On August 23, 2010, the United States Bankruptcy Court for the Southern District of New York ruled on an issue of first impression under chapter 15 jurisprudence. The foreign representative of JSC BTA Bank ("BTA Bank") filed a motion for contempt and to stay arbitration proceedings against Banque International de Commerce - BRED Paris, succursale de Geneve, Switzerland ("BIC-BRED"). The motion sought to hold BIC-BRED in contempt for willful violation of the automatic stay that came into effect upon entry of the Court's order recognizing BTA Bank's reorganization proceedings in Kazakhstan.

The arbitration proceeding related to BIC-BRED's attempt to collect from JTA Bank on a $20 million loan. After the foreign representative's motion was filed, the Swiss arbitrator entered an award in favor of BIC-BRED and against BTA Bank. As a result, the Court found the motion to stay the arbitration proceedings was moot and limited its decision to the aspects of the motion seeking to hold BIC-BRED in contempt.

In determining whether BIC-BRED should be held in contempt for willfully violating the automatic stay, the Court construed the language of 11 U.S.C. § 1520(a)(1) which reads:

(a) Upon recognition of a foreign proceeding that is a foreign main proceeding – (1) sections 361 and 362 apply with respect to the debtor and the property of the debtor that is within the territorial jurisdiction of the United States.

After conducting a thorough analysis of the statutory language, the Court found that a "restrained reading" of section 1520(a)(1) of the Bankruptcy Code is appropriate so as to avoid "absurd consequences," such as the Kazakh court needing permission from the Court before taking any action that might impact BTA Bank. The Court concluded that the "best reading" of section 1520(a)(1) "is that the stay arising in a chapter 15 case upon recognition of a foreign main proceeding applies to the debtor within the United States for all purposes and may extend to the debtor as to proceedings in other jurisdictions for purposes of protecting property of the debtor that is within the territorial jurisdiction of the United States." Because BTA Bank has no assets or employees within the U.S., conducts no business in the U.S., and its only connection to the U.S. is balances in correspondent bank accounts in New York, the Court found the jurisdictional nexus lacking and denied the motion for contempt.

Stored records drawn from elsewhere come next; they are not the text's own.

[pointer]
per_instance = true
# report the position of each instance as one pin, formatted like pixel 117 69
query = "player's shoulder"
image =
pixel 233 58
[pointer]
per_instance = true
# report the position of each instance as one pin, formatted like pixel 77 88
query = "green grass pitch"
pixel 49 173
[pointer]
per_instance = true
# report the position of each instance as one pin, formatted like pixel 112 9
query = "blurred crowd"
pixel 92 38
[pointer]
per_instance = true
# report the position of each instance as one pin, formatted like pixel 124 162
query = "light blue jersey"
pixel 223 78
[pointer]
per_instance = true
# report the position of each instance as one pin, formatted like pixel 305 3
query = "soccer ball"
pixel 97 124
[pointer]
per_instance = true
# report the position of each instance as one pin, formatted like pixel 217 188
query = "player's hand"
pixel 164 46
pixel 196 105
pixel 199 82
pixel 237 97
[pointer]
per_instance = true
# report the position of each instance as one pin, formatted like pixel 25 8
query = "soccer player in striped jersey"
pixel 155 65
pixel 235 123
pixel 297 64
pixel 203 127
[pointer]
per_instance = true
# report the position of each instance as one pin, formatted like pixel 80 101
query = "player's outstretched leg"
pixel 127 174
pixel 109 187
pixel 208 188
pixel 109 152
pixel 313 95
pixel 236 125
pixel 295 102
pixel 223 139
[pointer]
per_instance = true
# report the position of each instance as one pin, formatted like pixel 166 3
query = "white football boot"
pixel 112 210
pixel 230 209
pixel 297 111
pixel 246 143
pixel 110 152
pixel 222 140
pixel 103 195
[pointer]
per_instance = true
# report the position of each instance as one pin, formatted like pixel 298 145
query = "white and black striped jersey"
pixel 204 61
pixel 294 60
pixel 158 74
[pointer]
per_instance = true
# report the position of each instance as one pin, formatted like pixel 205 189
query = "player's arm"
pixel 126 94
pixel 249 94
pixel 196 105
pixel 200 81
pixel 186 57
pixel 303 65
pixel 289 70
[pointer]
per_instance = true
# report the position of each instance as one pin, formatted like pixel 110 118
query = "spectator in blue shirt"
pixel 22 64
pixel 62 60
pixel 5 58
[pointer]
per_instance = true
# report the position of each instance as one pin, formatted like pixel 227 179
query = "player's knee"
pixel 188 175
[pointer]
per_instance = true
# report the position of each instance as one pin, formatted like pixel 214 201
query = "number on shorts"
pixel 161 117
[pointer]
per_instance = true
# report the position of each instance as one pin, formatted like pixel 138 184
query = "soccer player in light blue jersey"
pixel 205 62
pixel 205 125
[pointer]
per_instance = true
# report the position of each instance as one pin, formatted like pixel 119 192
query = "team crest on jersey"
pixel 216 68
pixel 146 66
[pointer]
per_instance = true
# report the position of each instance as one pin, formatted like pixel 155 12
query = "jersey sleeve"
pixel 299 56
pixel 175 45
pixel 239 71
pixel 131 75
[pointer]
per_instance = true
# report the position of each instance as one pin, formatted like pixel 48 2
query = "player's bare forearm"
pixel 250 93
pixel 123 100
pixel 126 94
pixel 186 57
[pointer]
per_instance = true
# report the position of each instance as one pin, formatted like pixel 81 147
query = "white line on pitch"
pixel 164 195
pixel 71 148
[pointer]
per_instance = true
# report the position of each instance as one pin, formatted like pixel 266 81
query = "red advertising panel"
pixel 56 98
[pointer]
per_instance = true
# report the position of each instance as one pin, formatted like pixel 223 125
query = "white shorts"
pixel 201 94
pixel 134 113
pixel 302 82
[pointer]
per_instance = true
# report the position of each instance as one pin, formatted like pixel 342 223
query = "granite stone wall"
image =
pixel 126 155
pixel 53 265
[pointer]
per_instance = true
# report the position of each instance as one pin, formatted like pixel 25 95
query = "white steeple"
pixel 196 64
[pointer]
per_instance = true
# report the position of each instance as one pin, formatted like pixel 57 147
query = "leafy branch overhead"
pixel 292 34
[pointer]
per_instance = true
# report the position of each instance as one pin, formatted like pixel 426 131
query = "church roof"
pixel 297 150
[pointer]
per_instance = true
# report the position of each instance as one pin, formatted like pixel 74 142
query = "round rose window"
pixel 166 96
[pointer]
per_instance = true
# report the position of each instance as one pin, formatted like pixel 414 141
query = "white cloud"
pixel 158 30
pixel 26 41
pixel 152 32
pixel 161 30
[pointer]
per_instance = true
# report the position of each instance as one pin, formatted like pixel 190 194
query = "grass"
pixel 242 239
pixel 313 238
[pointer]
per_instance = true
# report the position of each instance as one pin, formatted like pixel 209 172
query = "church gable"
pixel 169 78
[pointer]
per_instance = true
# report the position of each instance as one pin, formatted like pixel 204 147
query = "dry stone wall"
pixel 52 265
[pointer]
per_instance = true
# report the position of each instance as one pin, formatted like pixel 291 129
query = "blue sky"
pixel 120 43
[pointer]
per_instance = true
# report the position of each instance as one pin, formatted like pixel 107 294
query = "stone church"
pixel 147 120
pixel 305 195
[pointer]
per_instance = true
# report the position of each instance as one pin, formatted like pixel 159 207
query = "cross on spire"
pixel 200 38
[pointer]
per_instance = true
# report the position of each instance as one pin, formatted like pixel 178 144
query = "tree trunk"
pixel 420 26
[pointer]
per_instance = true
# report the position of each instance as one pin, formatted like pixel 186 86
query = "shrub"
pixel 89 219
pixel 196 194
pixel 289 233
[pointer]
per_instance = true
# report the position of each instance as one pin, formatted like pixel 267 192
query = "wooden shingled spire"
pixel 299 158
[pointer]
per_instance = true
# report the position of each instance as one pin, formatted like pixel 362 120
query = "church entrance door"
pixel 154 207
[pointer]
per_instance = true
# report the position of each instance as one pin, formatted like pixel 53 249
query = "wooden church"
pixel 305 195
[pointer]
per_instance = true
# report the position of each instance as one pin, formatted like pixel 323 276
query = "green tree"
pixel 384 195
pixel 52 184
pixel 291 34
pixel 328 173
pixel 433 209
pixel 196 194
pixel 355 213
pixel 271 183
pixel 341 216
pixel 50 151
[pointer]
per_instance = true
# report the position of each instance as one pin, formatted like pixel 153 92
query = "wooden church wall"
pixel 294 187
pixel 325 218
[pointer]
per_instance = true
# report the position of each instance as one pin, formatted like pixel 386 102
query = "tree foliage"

The decision was careful to distinguish the application of the automatic stay in the context of plenary bankruptcies, such as chapter 11 proceedings. In chapter 11 cases, courts have found it necessary to extend the effects of the automatic stay extraterritorially in order to protect the administration of the "worldwide estate". Indeed, in February 2009, in Lyondell Chemical Company's chapter 11 proceedings, another judge from the same Court issued a preliminary injunction restraining parties from commencing involuntary insolvency proceedings in foreign countries against the U.S. debtors' German parent company. In the BTA Bank case, however, the Court found that chapter 11 cases have "no relation to the shared jurisdiction model of a chapter 15 case that is an adjunct to a foreign proceeding." Although the Court acknowledged that a foreign arbitration proceeding that affects property interests of a debtor in the U.S. would be subject to the automatic stay, the arbitration against BTA Bank had no foreseeable impact on U.S. property interests.

The Court's decision is a warning that chapter 15 is not a panacea. As a proceeding "ancillary" to a foreign insolvency proceeding, a chapter 15 proceeding is available to provide limited relief to facilitate the administration of cross-border insolvency proceedings. The automatic stay in a chapter 15 case, therefore, is limited to protect against U.S. proceedings against a foreign debtor and foreseeable impacts on any property of a foreign debtor in the U.S.